L’Inattendu, étude 1

Février 2020 où je noyais ma passagère morosité hivernale dans les amphis et les pubs bondés de la Montagne Sainte-Geneviève. Les fins de semaine m’accordaient du temps, et l’agitation des soirées imprévues balayait mes rares tracas dans un souffle opiacé. Je m’engouffrais volontiers tête la première dans la moiteur d’une rame de métro et fonçais au Nord pour arpenter Belleville de long en large et épuiser mes jambes sur le sol d’un bar.

Ondulant entre les corps, un bras tendu vers le verre que je venais de payer, l’autre, vers l’un de mes amis, englouti par la multitude heureuse et haletante. Jeu superbe d’équilibriste au cours duquel les sourires rapprochés des inconnus joyeux venaient cogner mon cœur et mon âme comme pour leur dire « tu es vivante, vois-tu ? ». Sur la douce familiarité des soirées que je passais, s’étalait une couche d’imprévu grisante. Répétition de l’action, nouveauté des dénouements.

Les départs nocturnes vers les espaces de mon épuisement joyeux étaient chaque fois l’occasion d’imaginer la tournure qu’allaient cette fois-ci prendre les événements. L’Incertitude me poussait en avant, comme une curiosité maladive qu’il faut sur le champ satisfaire. Habitude et Accident s’enlaçaient en m’entraînant à leur suite dans la valse de l’hypothétique. Le Connu se parait chaque fois de couleurs inventées. L’Attendu frappait à la porte, bras dessus-bras dessous avec la belle Improbabilité. Parfois je dévalais seule les escaliers, uniquement soutenue par cette délirante farandole fantasmée. J’alpaguais en chemin l’une ou l’autre de mes connaissances, ou bien je les retrouvais au terminus, déjà lovés dans les apogées extralucides. Parfois nous formions la nuée bourdonnante dans l’intimité réconfortante d’un appartement privé. Nous partions alors en cortège vers des repères flamboyants et inondés par les épanchements, les troubles, les passions et les humeurs des âmes qui s’y trouvaient. Le trajet prenait une apparence de départ en vacances, où chacun y va de son commentaire, de sa chanson, de son rire ; où, parfois, l’un des enfants prend conscience de ce qui l’entoure et rougit un instant du vacarme qu’il contribue à imposer, avant de sombrer à nouveau dans l’insouciance moelleuse, loin de la froideur grisâtre du réel/loin du réel froid et gris.

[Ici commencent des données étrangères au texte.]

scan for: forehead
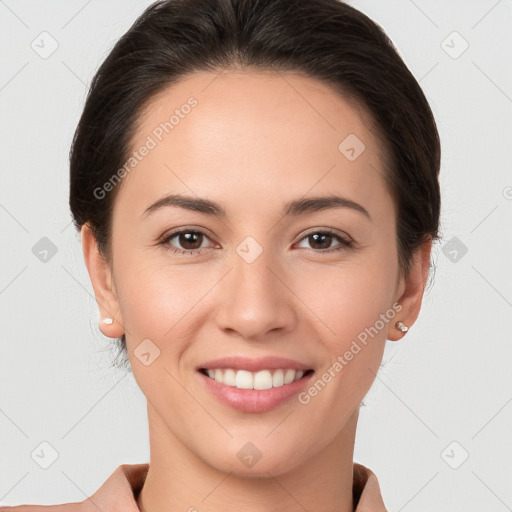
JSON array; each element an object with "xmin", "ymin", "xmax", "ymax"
[{"xmin": 114, "ymin": 71, "xmax": 385, "ymax": 222}]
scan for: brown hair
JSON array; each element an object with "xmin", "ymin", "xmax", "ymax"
[{"xmin": 69, "ymin": 0, "xmax": 441, "ymax": 365}]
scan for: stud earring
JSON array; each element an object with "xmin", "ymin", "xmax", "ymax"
[{"xmin": 395, "ymin": 322, "xmax": 409, "ymax": 334}]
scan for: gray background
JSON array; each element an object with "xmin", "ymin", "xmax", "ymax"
[{"xmin": 0, "ymin": 0, "xmax": 512, "ymax": 512}]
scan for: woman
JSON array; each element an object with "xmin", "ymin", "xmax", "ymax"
[{"xmin": 5, "ymin": 0, "xmax": 440, "ymax": 512}]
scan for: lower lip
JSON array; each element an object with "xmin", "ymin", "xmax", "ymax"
[{"xmin": 197, "ymin": 370, "xmax": 315, "ymax": 412}]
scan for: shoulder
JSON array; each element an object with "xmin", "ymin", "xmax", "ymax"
[{"xmin": 0, "ymin": 464, "xmax": 149, "ymax": 512}]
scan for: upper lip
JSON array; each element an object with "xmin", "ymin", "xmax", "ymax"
[{"xmin": 197, "ymin": 356, "xmax": 312, "ymax": 372}]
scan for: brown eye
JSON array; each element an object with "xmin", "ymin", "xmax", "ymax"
[
  {"xmin": 161, "ymin": 229, "xmax": 214, "ymax": 254},
  {"xmin": 294, "ymin": 231, "xmax": 353, "ymax": 254}
]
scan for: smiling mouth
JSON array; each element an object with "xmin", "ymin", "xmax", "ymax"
[{"xmin": 199, "ymin": 368, "xmax": 314, "ymax": 390}]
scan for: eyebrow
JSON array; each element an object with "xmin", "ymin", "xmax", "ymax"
[{"xmin": 142, "ymin": 194, "xmax": 371, "ymax": 220}]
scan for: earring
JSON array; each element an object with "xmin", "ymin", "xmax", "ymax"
[{"xmin": 395, "ymin": 322, "xmax": 409, "ymax": 334}]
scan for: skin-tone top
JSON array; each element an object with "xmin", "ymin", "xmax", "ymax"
[{"xmin": 0, "ymin": 462, "xmax": 387, "ymax": 512}]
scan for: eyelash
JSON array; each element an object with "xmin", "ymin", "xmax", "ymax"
[{"xmin": 160, "ymin": 228, "xmax": 355, "ymax": 256}]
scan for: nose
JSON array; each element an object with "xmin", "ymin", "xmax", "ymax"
[{"xmin": 215, "ymin": 250, "xmax": 298, "ymax": 341}]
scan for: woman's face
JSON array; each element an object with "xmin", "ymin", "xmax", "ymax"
[{"xmin": 84, "ymin": 72, "xmax": 428, "ymax": 475}]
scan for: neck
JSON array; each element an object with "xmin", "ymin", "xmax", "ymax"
[{"xmin": 137, "ymin": 404, "xmax": 359, "ymax": 512}]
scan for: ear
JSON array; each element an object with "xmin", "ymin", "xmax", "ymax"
[
  {"xmin": 387, "ymin": 239, "xmax": 432, "ymax": 341},
  {"xmin": 80, "ymin": 223, "xmax": 124, "ymax": 338}
]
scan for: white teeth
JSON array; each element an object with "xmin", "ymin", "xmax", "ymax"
[{"xmin": 202, "ymin": 368, "xmax": 304, "ymax": 389}]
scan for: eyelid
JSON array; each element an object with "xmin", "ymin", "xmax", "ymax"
[{"xmin": 159, "ymin": 226, "xmax": 355, "ymax": 255}]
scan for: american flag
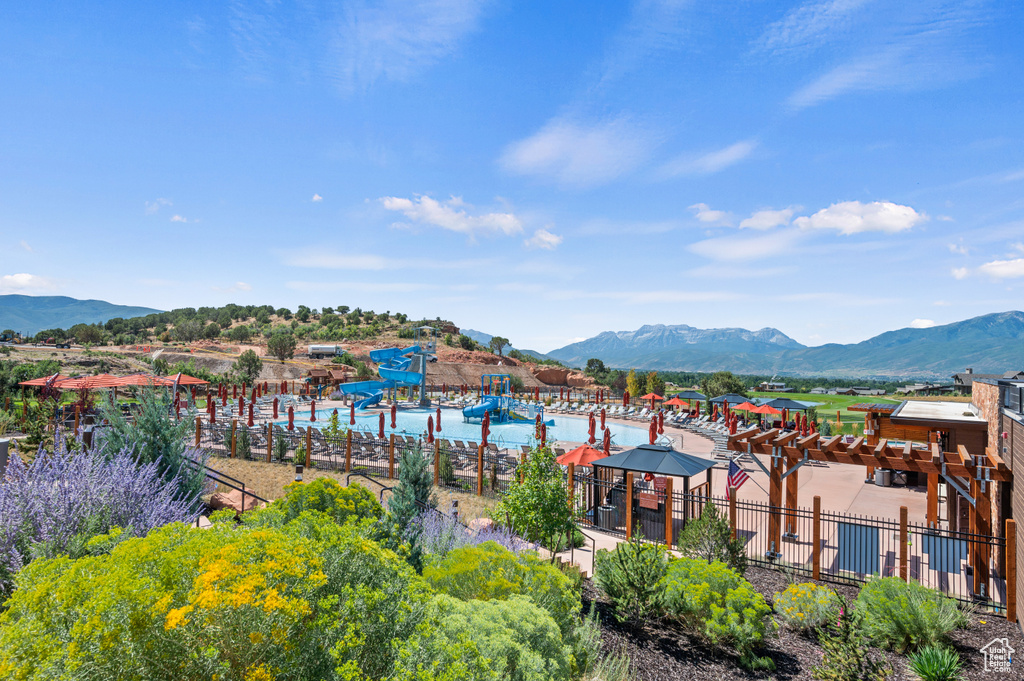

Une farandole née des rêveries de Matisse répandait son délire sur les quais mornes du métro, ondulant, hélant les curieux, les endormis, les réfractaires, les débonnaires et les heureux du monde ; suscitant des moues dubitatives, des clins d’œil amusés, des mouvements d’épaules inquisiteurs et quelques paroles exaltées. Des réactions jetées sur les rails, placardées entre les affiches de cinéma et les publicités vantant les saveurs de la dernière création d’une enseigne bien connue de restauration rapide. Des réactions déposées doucement sur les bancs ou semées avec désinvolture sur les marches et les rampes. Des réactions qui, secrètement, imperceptiblement, s’incrustaient dans le carrelage blanchâtre pour continuer d’y résonner des heures ou peut-être des jours ; témoins minuscules des pulsions magistrales. Elles rejoignaient une quantité d’autres idées, d’autres pensées, paroles, gestes, regrets et désirs, entassées en palimpseste vibrant. Quant à notre danse heureuse, nous la poursuivions au-dehors, après une folle ascension depuis les souterrains blafards vers la froideur de la nuit électrique. La bouche du dragon de tôle nous dégueulait sur les trottoirs glacés, nous poussant à disperser notre fièvre sur les pavés bleutés et les passants pressés dont on croisait la route. Créature mythologique de papier crépon, hydre aux reflets pourpres, notre agglomération bouffonne avançait à grandes enjambées, éclairant sporadiquement la noirceur indigo. Avec nous une rumeur se propageait et allait fracasser les pierres, les vitres, les bancs, qui à leur tour nous renvoyaient nos vociférations dans un écho solidaire et brûlant. Les réverbères observaient la scène sans se départir de leur attitude arrogante, eux qui surplombent la ville, en connaissent les ragots, se rient du commun des mortel aux passions affligeantes, mais offrent une oreille bienveillante au solitaire. Nous venions troubler leur sérénité en sautant à pieds joints dans leur sobre halo. Les ombres chinoises gargantuesques rampaient sur plusieurs mètres et escaladaient les murs avec une rapidité saccadée et lourde, s’insinuant dans les replis du ciment et du béton.